- Born: 2 March 1917 Kansas, US
- Died: 5 October 1982 (aged 65) Athens, Clarke County, Georgia, US
- Education: Clark University
- Spouse: Eugenia Wyatt
- Scientific career
- Fields: Geography
- Workplaces: University of Georgia

= Merle Charles Prunty =

American geographer

Merle Charles Prunty (2 March 1917 - 5 October 1982) was an American geographer, academic and researcher.

== Early life ==

Prunty was born in Kansas, United States. He was the son of Dr. Merle C. Prunty, Sr. and Grace E. Moulton. His father was a school superintendent from Missouri. He completed his Ph.D. at Clark University in 1944.

== Career ==

Prunty founded the Department of Geography and Geology at the University of Georgia and served for 26 years as the Department Head of Geography and Geology there. In 1951, he established the MA program. In 1961, he established the PhD program, and in that year the department's building was completed and the department was split into separate Geography and Geology departments.

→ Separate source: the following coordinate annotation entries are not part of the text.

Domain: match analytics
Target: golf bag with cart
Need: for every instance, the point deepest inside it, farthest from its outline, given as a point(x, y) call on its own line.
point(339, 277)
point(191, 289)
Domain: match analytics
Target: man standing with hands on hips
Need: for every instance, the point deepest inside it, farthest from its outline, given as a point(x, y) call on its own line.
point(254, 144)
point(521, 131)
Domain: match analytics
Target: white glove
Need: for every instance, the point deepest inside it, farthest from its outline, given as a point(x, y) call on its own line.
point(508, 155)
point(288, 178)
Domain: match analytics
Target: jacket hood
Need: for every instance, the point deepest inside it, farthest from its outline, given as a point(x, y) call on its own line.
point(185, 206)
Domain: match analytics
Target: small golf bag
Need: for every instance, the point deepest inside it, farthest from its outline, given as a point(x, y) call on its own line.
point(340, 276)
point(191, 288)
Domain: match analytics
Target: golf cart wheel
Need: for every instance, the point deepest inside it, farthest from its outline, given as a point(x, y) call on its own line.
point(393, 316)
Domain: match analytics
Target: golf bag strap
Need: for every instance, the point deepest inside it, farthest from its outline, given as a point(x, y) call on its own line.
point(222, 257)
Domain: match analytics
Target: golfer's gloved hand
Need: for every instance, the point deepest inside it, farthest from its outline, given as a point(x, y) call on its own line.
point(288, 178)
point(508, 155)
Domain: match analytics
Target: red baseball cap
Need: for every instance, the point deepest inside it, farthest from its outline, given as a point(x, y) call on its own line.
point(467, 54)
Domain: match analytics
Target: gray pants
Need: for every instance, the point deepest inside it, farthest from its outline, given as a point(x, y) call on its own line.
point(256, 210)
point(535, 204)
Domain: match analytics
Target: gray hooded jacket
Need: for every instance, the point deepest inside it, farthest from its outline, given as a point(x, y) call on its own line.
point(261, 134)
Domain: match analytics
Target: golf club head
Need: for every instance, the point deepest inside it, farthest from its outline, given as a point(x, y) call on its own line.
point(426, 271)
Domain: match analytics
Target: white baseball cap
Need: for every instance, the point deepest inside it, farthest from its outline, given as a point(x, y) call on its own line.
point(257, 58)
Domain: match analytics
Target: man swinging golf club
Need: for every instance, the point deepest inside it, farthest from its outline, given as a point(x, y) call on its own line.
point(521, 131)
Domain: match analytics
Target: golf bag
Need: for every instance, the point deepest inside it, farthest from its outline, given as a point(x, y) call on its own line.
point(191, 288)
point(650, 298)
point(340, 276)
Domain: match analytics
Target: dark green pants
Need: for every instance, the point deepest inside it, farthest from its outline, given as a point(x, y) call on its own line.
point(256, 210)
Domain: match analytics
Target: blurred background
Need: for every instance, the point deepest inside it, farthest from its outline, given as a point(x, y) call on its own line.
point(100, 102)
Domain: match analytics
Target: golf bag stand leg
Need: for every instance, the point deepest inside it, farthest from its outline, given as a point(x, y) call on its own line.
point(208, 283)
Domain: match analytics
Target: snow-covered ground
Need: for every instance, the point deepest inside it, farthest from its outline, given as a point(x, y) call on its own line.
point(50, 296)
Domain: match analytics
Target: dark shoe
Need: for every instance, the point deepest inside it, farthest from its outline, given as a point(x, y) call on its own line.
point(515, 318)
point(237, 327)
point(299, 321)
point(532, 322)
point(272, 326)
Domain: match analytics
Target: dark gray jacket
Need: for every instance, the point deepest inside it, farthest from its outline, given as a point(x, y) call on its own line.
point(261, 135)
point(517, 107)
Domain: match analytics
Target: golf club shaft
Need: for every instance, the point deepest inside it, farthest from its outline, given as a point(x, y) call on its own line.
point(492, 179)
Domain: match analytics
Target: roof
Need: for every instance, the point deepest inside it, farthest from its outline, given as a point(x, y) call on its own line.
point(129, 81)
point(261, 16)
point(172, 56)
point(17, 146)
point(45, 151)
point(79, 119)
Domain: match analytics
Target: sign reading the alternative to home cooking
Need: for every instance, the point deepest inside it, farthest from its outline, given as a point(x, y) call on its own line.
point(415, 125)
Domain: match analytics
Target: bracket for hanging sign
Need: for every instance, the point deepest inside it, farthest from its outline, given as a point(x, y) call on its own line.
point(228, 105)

In 1957, he held a Guggenheim Fellowship.

==Death==

Prunty died on 5 October 1982 in Athens, Clarke County, Georgia.

== Legacy ==

A named chair was established in Prunty's honour at the University of Georgia, the Merle C. Prunty, Jr., Professor of Geography. The position was held by James O. Wheeler from 1985 until his retirement in 1999. In 2022, it was announced that Deepak Mishra had been appointed to the position.